Starting at the back

The very first kit to build is the empennage (that’s the tail end of the plane) and straight away I was thrown into learning new skills. It’s all very well having read the book, watched the you-tube tutorials, and owning a bunch of shiny new tools, but its al the more daunting when you start to get to work building on your own plane. After all this thing is going to take you several thousand feet above terra firma, and so it needs to be build right and the Kiwi mentality of “it’ll be right’ just doesn’t cut it in the world of aviation, where safety is everything.

The first thing you get to build is this :-

They might look like a couple of small parts to you, but it involved separating, deburring, priming, and then assembling with my first ever solid rivets, so felt like a minor accomplishment and milestone to actually build my first airplane part.

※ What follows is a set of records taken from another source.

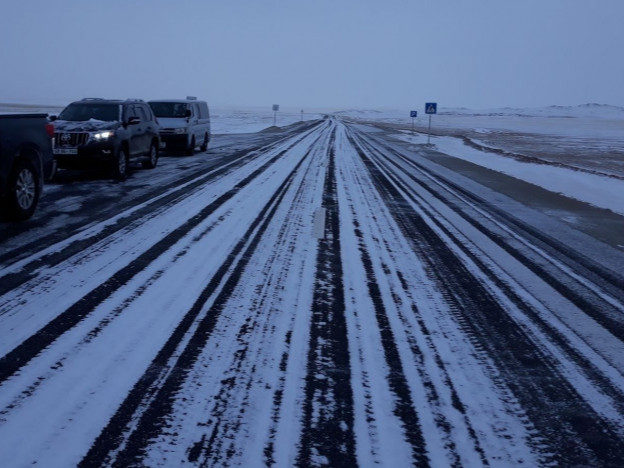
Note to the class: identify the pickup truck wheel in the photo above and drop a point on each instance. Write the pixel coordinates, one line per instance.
(204, 145)
(191, 149)
(119, 168)
(23, 192)
(153, 158)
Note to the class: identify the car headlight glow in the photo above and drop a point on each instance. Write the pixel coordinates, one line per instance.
(105, 135)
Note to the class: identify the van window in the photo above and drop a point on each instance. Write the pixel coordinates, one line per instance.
(203, 109)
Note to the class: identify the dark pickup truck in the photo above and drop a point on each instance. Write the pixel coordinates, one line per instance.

From then on it was onto building the other parts that make up the vertical stabilizer (that’s the tail fin thing that sticks up at the back)- repeating my new found skills and also adding to my CV the art of fluting, countersinking, dimpling, and what will become 2nd nature as the build progresses of clecoing, final drilling, de-clecoing, deburring, priming, re-clecoing, and then riveting parts together. The weekend and a few evenings later I had my first real part that looked like it actually belonged on a plane! The instructions are (almost) idiot proof and make a lot sense to the first time builder, though I did find myself reading, and re-reading everything in the section just to be 100% sure of what I was supposed to be doing (that goes against my normal mentality of only reaching for a manual as a last resort). But in the end it turned out pretty good!